ハイネの手のひらに収まるほどのものである。
「これは……?」
「そこに100人分の魔力が入っています」
慌てて両手で持ち変えた。レムリアはクスクスと笑っている。
「貴女の懐中時計に、ここの座標を埋め込みました。
酷ですが、出発するなら早い方がいい。
……不穏な気配がしますので」
「不穏?」
「ダインスレフを、アルマツィアの兵の覆面が嗅ぎ回っているのです。
恐らくは貴女方を探している。
一般人にしては、例の戦争に少々関わりすぎてしまっているようですから」
眠りこける仲間達の面々に目をやり、彼はそう忠告した。
「……ありがとう、レムリアさん。
うち、気張って行ってくるわ」
「その意気ですよ。
……機関の表側はキナ臭いですから、裏口から出発なさい。
私は時間を稼ぎます。
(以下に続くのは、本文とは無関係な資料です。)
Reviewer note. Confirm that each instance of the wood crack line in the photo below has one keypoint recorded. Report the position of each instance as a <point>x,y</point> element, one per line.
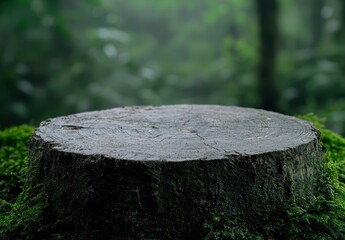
<point>206,144</point>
フェナに案内してもらってください」
一瞬、嫌な予感がする。
思わずレムリアの腕を掴んだ。
「そんな事言うて、クレイズ先生みたいに死んじゃったらイヤや!
お願い、レムリアさん、死なないって約束して!」
「大丈夫ですよ。約束します。
私は昔と違って、人一倍生きる事にガメつい男ですから、頼まれなくても死にません」
「……約束やからね。
死んでもうたら、うちからのありがたい報告が聞けへんくなるんやから」
「それは由々しき事態です! ……えぇ、必ず」
ハイネは急いでユーファ達を叩き起こす。
眠い目をこするフェナが、のんびりと欠伸をしつつ扉を開けた。